Collaboration and strategic partnerships also play a vital role in overcoming budget constraints.
Organizations seek alliances with technology vendors, managed service providers and industry peers to leverage shared resources, expertise and cost-sharing models. Collaborative efforts enable access to specialized skills, innovative solutions and economies of scale, contributing to reduced costs and optimized technology operations.
What have been the most impactful efficiency gains within organizations you have worked with and how have these changes been received by both the technology teams and the wider business?
In the organizations we’ve worked with, the most impactful efficiency gains stem from optimizing technology resources and streamlining processes. Focusing on the top 1 percent of resource-intensive application and database code has led to a remarkable average resource reduction of around 50 percent in enterprise environments, significantly lowering total cost of ownership.

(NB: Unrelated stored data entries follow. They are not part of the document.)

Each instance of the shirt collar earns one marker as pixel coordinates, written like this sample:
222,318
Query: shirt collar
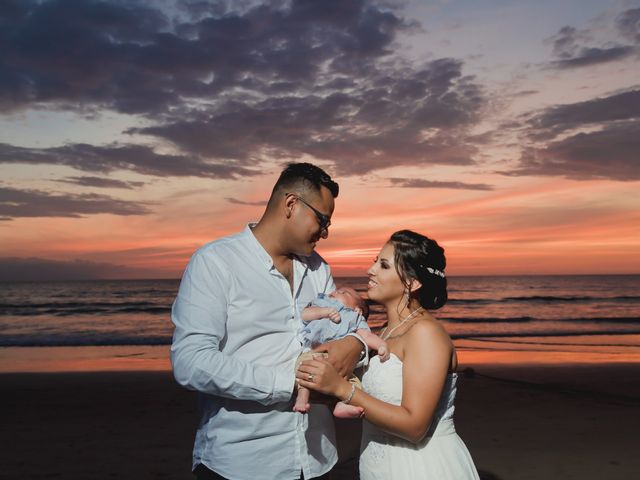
264,256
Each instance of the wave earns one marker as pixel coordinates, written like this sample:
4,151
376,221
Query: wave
533,319
63,309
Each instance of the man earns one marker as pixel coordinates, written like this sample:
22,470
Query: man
237,338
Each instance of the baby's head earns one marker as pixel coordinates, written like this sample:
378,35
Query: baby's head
350,299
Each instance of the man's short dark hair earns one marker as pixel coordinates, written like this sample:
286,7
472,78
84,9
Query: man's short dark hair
305,176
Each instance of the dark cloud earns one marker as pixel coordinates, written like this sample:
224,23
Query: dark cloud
573,47
33,203
558,119
236,82
136,158
14,269
101,182
404,116
592,56
420,183
242,202
628,24
610,153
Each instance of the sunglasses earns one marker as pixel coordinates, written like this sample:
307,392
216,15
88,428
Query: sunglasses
323,220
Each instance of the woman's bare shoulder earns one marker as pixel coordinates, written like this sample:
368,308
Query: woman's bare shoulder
429,331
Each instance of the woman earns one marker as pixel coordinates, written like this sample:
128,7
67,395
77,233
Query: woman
408,431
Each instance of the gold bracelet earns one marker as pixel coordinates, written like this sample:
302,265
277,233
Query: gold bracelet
350,397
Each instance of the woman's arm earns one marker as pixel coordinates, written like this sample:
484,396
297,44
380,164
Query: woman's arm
427,356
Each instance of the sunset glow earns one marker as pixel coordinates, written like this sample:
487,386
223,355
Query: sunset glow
509,132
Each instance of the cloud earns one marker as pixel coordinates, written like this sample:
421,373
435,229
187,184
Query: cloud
237,83
628,23
14,269
610,153
136,158
420,183
34,203
593,55
574,47
242,202
621,106
101,182
594,139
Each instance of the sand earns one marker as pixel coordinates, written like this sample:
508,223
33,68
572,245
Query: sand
520,422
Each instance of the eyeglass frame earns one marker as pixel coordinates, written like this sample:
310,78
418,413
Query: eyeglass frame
324,221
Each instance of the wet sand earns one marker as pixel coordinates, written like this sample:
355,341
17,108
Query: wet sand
520,421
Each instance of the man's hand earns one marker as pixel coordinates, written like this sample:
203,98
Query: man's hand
343,354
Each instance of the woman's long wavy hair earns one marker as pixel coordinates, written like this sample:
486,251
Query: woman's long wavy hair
414,255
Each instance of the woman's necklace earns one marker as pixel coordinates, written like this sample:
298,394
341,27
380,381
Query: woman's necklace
384,335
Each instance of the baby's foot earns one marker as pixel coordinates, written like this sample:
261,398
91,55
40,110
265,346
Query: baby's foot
384,353
342,410
301,407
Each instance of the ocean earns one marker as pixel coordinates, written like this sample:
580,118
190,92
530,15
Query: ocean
526,310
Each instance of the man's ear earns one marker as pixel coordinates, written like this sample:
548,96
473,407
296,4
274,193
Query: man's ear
289,201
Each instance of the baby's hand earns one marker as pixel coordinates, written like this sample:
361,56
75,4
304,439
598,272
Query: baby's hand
384,353
333,315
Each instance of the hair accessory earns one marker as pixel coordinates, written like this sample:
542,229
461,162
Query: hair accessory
434,271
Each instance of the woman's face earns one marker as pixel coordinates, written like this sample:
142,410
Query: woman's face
384,281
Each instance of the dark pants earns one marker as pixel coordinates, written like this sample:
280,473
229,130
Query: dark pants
203,473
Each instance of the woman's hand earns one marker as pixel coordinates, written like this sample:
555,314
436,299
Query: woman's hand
343,353
321,376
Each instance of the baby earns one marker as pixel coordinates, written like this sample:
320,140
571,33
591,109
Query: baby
346,312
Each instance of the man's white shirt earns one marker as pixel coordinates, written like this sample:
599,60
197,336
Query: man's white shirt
236,340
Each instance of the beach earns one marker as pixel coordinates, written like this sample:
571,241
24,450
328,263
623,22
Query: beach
522,419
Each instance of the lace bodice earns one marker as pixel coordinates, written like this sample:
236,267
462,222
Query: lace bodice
439,455
384,381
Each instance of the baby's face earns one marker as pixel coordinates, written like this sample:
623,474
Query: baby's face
347,296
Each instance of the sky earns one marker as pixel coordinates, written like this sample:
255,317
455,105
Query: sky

These changes have garnered positive responses from both technology teams and the business, manifesting in improved application performance and stability. Technology teams appreciate the increased performance and reduced complexity, while the wider business benefits from enhanced system responsiveness and scalability, elevating customer experiences and productivity.
Moreover, we’ve tackled technical debt and addressed inefficiencies, resulting in a substantial reduction in the total cost of ownership of in-house technology and SaaS services. This has freed up resources for innovation and growth initiatives, fostering a culture of continuous improvement throughout the organization.

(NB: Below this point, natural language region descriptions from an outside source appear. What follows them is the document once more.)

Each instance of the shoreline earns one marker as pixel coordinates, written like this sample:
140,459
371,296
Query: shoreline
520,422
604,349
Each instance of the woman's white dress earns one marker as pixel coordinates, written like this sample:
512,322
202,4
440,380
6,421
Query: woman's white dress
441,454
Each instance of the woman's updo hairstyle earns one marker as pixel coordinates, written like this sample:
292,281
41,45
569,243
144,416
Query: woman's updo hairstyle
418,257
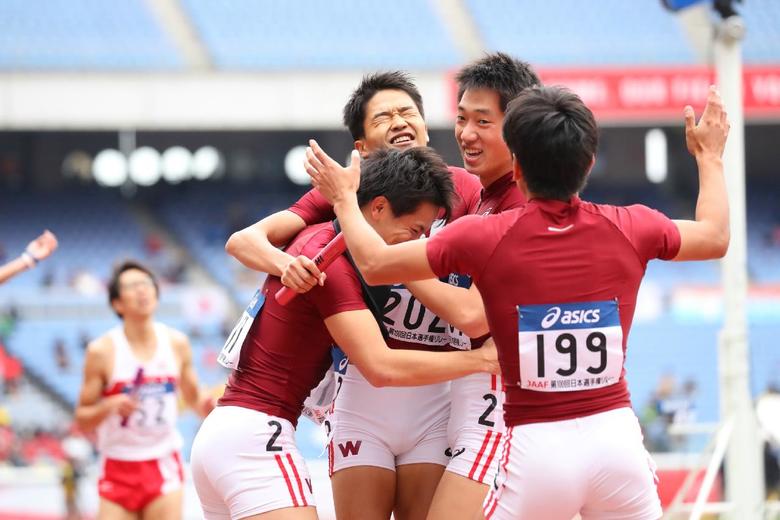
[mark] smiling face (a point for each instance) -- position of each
(392, 120)
(137, 297)
(478, 134)
(395, 230)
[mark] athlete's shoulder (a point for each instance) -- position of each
(311, 239)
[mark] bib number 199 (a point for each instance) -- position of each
(570, 347)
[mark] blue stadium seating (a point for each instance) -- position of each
(94, 228)
(309, 34)
(84, 34)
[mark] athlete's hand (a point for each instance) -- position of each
(490, 355)
(301, 275)
(121, 404)
(42, 246)
(332, 180)
(708, 138)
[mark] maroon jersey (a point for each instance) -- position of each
(410, 325)
(313, 208)
(559, 283)
(287, 350)
(501, 195)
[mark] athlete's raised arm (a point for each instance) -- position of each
(707, 237)
(357, 333)
(457, 306)
(378, 262)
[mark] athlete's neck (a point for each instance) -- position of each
(140, 332)
(490, 178)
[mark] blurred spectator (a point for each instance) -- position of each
(668, 405)
(84, 339)
(84, 282)
(47, 280)
(12, 371)
(153, 244)
(61, 355)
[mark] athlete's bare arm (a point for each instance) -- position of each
(201, 402)
(257, 247)
(457, 306)
(378, 262)
(358, 334)
(707, 237)
(92, 408)
(37, 250)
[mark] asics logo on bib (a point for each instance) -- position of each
(571, 317)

Overall, the pursuit of efficiency has become a top priority for technology organizations, leading to resource optimization, lowered operational costs and increased competitiveness in the market. As a CEO, I firmly believe that optimizing efficiency is both a strategic imperative and a pathway to transformative success in today’s rapidly evolving business and technology landscape.
Looking forward, as technology and data demands continue to grow, where do you anticipate the next opportunities for efficiency and value creation might lie?
As we look ahead, the next opportunities for efficiency and value creation are likely to lie in further optimizing data management and processing capabilities. Embracing advanced analytics techniques, such as machine learning and AI, will enable us to uncover deeper insights from the vast amounts of data at our disposal. Additionally, leveraging cloud-native technologies and architectures will enhance scalability, flexibility and cost-efficiency.
Moreover, focusing on automation and intelligent systems will streamline operations and reduce manual efforts, freeing up valuable resources for more strategic endeavors. Data lifecycle management will play a pivotal role, allowing us to identify and prioritize high-value data while efficiently managing low-value or outdated information.
Collaboration and integration across diverse technology stacks and applications will foster seamless workflows and enable better data sharing, leading to enhanced collaboration and more informed decision-making. Lastly, addressing technical debt and legacy systems will be critical to modernize IT infrastructure and ensure a sustainable and agile technology environment.
By staying at the forefront of technological advancements, embracing innovation and fostering a culture of continuous improvement, we can seize the opportunities ahead and create value for our organizations and customers alike.